CAPS Rostan Silvestre: A experiência de Lucas

Durante meu estágio no CAPS Rostan Silvestre, tive a oportunidade de fazer parte integralmente da equipe multiprofissional, junto de um grupo verdadeiramente acolhedor. Pude participar do acolhimento de pacientes tanto com psicólogos quanto com agentes de saúde, bem como presenciar ativamente as oficinas de musicoterapia e de pintura com lápis de cor.  A partir dessas atividades, pude perceber que a saúde mental vai muito além do processo saúde-doença, e que o acolhimento do indivíduo (e não do paciente) que torna o CAPS um local tão especial para a cura e melhora de qualidade de vida das pessoas que usufruem deste.

Além disso, fui convidado a participar do acompanhamento com consultas com o psiquiatra do CAPS e observar também o papel do médico na relação do indivíduo com seus familiares e outros usuários da unidade. A partir deste momento, pude perceber a importância de se ter uma relação médico-paciente integral e longitudinal, como é prezado pelos princípios do Sistema Único de Saúde. Percebi também que nem todo paciente com problemas de saúde mental tem o perfil do CAPS, pois assim como um centro cirúrgico atende apenas necessidades cirúrgicas e uma emergência psiquiátrica apenas problemas agudos da saúde mental, o CAPS deve ser responsável por usuários que sejam capazes de usufruir melhor das ferramentas que o centro pode oferecer.

Um CAPS é responsável por seu território, e o entendimento deste conceito de territorialização é extremamente relevante para que a melhor experiência possa ser ofertada aos usuários, já que o acesso (outro princípio do SUS), deve ser respeitado tanto quanto o de regionalização, com isso, durante o acolhimento, pude ver usuários sendo indicados para outros CAPSes por terem se mudado para outra parte de Maceió e, assim, tendo mais dificuldade de manter o acompanhamento na Jatiúca.
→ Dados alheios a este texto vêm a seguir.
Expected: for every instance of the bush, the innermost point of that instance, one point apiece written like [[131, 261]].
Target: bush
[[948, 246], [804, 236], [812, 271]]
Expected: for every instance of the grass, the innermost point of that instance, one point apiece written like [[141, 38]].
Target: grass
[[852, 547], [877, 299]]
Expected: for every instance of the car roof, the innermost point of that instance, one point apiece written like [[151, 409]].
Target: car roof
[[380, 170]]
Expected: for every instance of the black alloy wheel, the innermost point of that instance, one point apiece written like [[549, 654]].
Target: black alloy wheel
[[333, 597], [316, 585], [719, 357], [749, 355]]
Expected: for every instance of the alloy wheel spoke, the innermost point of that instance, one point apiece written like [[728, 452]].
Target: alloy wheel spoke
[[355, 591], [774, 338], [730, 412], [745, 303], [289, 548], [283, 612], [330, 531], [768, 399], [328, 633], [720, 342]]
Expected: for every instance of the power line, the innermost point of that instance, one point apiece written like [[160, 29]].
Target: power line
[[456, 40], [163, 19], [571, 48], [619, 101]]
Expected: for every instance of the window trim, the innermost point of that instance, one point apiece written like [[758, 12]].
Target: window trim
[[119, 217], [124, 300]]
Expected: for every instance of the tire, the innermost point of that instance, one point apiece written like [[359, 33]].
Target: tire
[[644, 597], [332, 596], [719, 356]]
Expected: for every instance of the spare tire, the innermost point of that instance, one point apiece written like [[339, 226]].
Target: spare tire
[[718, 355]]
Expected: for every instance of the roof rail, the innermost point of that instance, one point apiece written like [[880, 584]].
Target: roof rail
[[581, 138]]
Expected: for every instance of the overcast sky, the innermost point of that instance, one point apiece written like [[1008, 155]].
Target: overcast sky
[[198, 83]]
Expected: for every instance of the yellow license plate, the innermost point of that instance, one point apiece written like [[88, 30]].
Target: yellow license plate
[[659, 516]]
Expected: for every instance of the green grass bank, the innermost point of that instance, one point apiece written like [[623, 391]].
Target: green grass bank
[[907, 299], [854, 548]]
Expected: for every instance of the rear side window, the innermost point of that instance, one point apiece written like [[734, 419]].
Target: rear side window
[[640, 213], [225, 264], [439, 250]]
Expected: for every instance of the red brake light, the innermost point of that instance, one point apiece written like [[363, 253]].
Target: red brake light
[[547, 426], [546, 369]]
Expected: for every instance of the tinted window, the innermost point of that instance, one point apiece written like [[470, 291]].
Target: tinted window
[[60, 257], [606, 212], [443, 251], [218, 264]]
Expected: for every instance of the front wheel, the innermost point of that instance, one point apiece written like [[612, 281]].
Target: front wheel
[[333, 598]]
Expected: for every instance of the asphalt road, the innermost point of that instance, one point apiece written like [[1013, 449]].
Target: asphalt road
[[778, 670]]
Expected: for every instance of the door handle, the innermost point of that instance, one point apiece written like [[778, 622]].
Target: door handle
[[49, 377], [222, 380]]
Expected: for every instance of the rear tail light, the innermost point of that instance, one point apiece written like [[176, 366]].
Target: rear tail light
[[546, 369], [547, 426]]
Desta forma, minha experiência no CAPS foi extremamente frutífera, tendo em vista que pude me aproximar dos profissionais presentes lá e conhecer melhor as histórias das pessoas que rodeiam a região em que moro. Conhecer o seu povo é o primeiro passo para cuidar dele, e eu, como médico em formação, sinto que estou mais próximo de me tornar um médico melhor por conhecer melhor as pessoas que frequentam um CAPS. As doenças da saúde mental são extremamente estigmatizadas, sendo preciso que todo profissional de saúde possa ter contato, de uma forma ou de outra, com esses pacientes, levando para si as noções de que cada paciente é seu ser biopsicossocial.

Finalizando, gostaria de agradecer ao prof. Sérgio Aragaki, ao Dr. Rostan Silvestre, ao Dr. Lucas, bem como à Paula e à Janine, que puderam tornar minha experiência no CAPS homônimo extremamente proveitosa e singular.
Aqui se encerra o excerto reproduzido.